On Exhibit: Multimedia Art on Sutter Galleries Throughout June
Paintings of inter-generational love and tension, human experience in casts, and photographed beautiful moments coming into the world. See them all on exhibit at Academy of Art University’s Sutter galleries.
Saturn Devouring His Son
Tao Sang
625 Sutter
June 7-27, 2019
“The inspiration comes from the conflicts I have been going through between the generation of my parents and my generation,” explained Tao Sang. Her parents were born on the cusps of the Chinese Cultural Revolution, and grew up in a time when absolute worship of their leader Mao was deeply rooted in their consciousness, along with a firm, unwavering belief in collectivism.
Meanwhile, Tao Sang, BFA Painting and Drawing, was born in the 1980s, a time when individualism was becoming more prominent. Their generation believes in self-liberation.
While there is a natural bond and love between these two generations, there also tension. Her paintings and sculpture show how both can coexist, despite the tendency to fall into conflict. As she embodies personal, private feelings into small paintings, she expands to a much bigger scale using sculptures to show the transition from the personal to the public, the individual to society.
Saturn Devouring His Son is on exhibit at the Academy Gallery on 625 Sutter until June 27, 2019.
Becoming
Samira Akbari and Homai Vahidi
688 Sutter
June 7-30
For Samira Akbari, MFA Fine Art Sculpture alumna, retelling her own stories is her way of talking about the universal human experience. She also believes that culture and architecture influence the way humans are. In using body casting on the human body, and then later on casting them in Ceramic and Bronze, and placing them inside vintage frames, Samira is referring to the physical structures that society, culture, and religion impose upon the human experience.

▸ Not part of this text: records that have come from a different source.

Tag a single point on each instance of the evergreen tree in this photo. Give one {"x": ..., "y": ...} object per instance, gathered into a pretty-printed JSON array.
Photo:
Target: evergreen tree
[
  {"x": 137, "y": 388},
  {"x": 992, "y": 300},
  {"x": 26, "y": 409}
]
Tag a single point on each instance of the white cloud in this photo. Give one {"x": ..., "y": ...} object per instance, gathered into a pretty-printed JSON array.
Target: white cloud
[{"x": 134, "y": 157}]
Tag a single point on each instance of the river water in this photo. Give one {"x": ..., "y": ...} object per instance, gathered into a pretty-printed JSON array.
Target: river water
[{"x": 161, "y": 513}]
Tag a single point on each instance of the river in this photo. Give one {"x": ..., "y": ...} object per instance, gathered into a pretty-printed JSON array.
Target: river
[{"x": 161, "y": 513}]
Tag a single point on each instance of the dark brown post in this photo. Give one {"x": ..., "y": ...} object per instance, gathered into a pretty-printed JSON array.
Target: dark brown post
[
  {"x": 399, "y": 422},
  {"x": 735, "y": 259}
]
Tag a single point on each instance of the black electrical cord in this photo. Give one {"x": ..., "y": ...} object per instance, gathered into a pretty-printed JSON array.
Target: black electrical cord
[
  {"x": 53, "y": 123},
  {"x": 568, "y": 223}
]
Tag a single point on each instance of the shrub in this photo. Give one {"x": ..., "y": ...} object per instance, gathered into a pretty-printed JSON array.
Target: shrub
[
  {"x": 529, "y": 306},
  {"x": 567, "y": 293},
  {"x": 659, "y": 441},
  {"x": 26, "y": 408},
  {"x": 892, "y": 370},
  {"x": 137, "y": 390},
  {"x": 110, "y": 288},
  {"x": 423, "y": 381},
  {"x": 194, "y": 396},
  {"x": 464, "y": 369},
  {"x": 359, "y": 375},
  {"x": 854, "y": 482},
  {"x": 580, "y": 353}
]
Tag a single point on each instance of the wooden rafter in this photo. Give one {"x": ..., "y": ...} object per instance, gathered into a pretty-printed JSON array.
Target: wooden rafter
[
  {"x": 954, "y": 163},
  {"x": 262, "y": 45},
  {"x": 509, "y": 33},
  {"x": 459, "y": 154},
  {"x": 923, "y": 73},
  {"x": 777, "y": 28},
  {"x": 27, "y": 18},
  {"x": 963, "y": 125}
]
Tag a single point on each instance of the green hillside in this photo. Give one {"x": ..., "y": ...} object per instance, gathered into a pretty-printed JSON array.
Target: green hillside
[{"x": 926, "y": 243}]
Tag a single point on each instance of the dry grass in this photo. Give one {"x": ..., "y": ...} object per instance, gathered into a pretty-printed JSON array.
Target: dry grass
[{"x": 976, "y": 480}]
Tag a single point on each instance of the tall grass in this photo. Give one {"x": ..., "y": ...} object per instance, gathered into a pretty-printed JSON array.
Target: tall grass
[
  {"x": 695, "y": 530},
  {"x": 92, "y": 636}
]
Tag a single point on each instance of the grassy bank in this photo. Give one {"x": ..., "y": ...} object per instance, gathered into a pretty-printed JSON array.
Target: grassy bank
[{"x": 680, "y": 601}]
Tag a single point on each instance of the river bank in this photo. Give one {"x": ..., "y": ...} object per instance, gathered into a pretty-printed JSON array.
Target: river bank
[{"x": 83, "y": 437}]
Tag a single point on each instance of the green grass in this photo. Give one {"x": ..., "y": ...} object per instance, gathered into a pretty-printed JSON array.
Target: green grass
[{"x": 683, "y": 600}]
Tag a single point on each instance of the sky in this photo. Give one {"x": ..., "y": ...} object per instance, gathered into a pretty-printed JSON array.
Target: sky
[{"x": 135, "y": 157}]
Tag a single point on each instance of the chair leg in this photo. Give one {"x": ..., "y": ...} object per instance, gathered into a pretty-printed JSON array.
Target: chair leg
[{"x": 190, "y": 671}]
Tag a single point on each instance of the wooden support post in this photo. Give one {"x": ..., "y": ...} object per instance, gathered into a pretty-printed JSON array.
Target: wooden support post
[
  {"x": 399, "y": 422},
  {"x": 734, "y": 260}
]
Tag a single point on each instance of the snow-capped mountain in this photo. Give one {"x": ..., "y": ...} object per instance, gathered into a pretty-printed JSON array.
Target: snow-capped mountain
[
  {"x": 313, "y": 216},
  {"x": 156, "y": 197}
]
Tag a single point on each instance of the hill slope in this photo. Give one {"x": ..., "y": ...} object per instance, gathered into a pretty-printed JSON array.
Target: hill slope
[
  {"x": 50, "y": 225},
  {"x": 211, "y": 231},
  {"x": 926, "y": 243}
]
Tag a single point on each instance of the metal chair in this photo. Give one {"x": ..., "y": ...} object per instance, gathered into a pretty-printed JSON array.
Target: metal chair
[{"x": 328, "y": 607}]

“I believe we should be aware that we are [result] of the environments that we live in also in the every day life.”
Meanwhile, MA student Homai Vahidi shares his collection of photographs gathered throughout a span of seven years. These years, according to him, were “wonderfully surprising, eye-opening, and inspirational. I found beauty in the most unexpected places and experienced unforgettable moments.”
His photos from the Middle of Black East series depict symbolisms of the contrast that a young Iranian woman goes through, in her private and public life. Her modern self remains inhibited through government rules that limit freedoms upon them.
At the end of the day, he firmly believes that this is what photography’s ultimate purpose is: to bring beautiful moments into the world.
Becoming is on exhibit at 688 Sutter until June 30, 2019.